IHITOUSSEN, le village des forgerons (Hamou AMIROUCHE) 1

 

«There is no present or future, only the past happening over and over again»*

(Il n'y a ni présent ni avenir, il y a seulement le passé se reproduisant indéfiniment)

* Eugene O'Neill évoquant l'Irlande sous occupation anglaise.

 

Ahitous, mon père, tenait son surnom de son village Ihitoussen où il était né le 24 février 1904. Perché sur un piton d'argile et de rocaille, à l'instar de tous les villages kabyles, Ihitoussen dominait en contrebas les maigres parcelles de terre parsemées de figuiers et d'oliviers qui avaient cessé d'être nourriciers depuis bien longtemps. La quasi-indifférence dont ces terres ingrates étaient gratifiées, sauf en automne où les figues fraîches commençaient à mûrir, les ravalait automatiquement au niveau de la responsabilité des femmes. Celles-ci, véritables bêtes de somme, souvent s'occupaient de jardinage, près des sources, d'un peu d'agriculture de subsistance, toujours de l'orge plus frugale que le blé, de la corvée de bois et d'eau quasi-quotidienne. On apercevait parfois leurs silhouettes au loin, en pantalon bouffant, moissonnant et même menant d'une main ferme le mulet ou l'âne — les bœufs étant rares dans ces contrées — sur l'aire de battage. En hiver elles faisaient la cueillette des olives, produisaient une ou deux jarres d'huile qui devaient impérativement tenir jusqu'à la récolte suivante. Le tissage de burnous, de couvertures et de l'inévitable tapis artistique (akhellal) que les filles emportent avec elle au moment de leur mariage servait de «loisirs» durant les rudes hivers, presque toujours enneigés d'Ihitoussen, et complétait l'autarcie des familles. Je garde encore le souvenir vivace et ému d'une tante aux yeux d'un vert extraordinaire, veuve, célèbre au village d'Es'Sahel au bord de l'Oued Sebaou pour les melons, pastèques et légumes qu'elle produisait et acheminait elle-même sur le marché hebdomadaire de Tslatha à Aït Ikhlef.

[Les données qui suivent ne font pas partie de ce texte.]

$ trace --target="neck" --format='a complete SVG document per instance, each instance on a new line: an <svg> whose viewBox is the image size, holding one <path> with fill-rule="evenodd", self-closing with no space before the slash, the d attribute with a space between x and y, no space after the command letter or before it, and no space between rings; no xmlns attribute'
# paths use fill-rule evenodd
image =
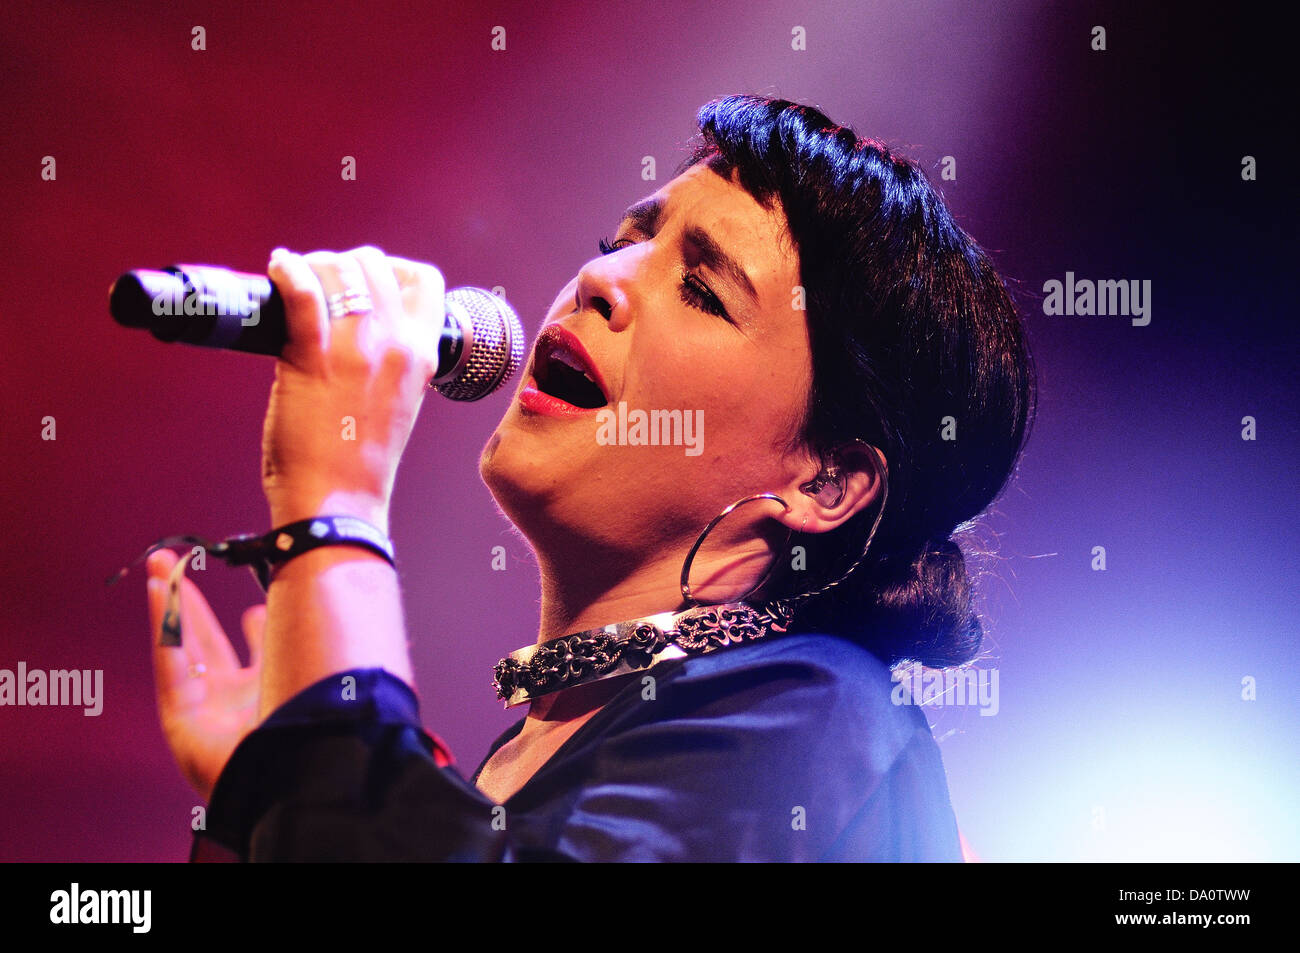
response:
<svg viewBox="0 0 1300 953"><path fill-rule="evenodd" d="M578 560L561 562L539 554L542 603L538 643L687 608L681 573L688 550L689 544L623 571L607 563L604 573L594 572ZM697 556L691 567L691 595L703 604L738 599L763 578L771 559L771 551L761 542L712 558Z"/></svg>
<svg viewBox="0 0 1300 953"><path fill-rule="evenodd" d="M682 563L695 538L660 549L651 560L643 554L601 550L579 544L574 551L535 549L541 576L540 645L588 629L687 608L681 592ZM593 555L594 553L594 555ZM772 550L762 540L721 554L699 553L691 566L696 602L728 602L748 592L771 565ZM531 702L528 719L569 721L601 708L638 673L578 685Z"/></svg>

Ahitous, mon père, était le quatrième fils d'une famille de quatre garçons et une fille. Cette dernière, comme vexée par l'indifférence affective mêlée d'hostilité qui l'accueillit à sa naissance, malgré son nom, Aziza, (aimée) tombait souvent malade et, chose étrange qui avait frappé l'imagination des parents, quelques jours avant sa mort, elle s'était mise à fredonner sans cesse le chant funèbre traditionnel malgré les exhortations sévères de ma grand-mère très superstitieuse, qui y voyait un mauvais présage.

Aziza ne tarda pas à s'éteindre à l'âge de cinq ans, victime d'une terrible épidémie de typhus. Elle fut ensevelie discrètement dans une fosse minuscule, creusée par mon grand-père lui-même, au cimetière Ebbwanar sur une crête qui domine la vallée du Haut Sébaou et qui offre, lorsqu'on n'est pas affamé, l'un des plus beaux paysages offerts par la nature.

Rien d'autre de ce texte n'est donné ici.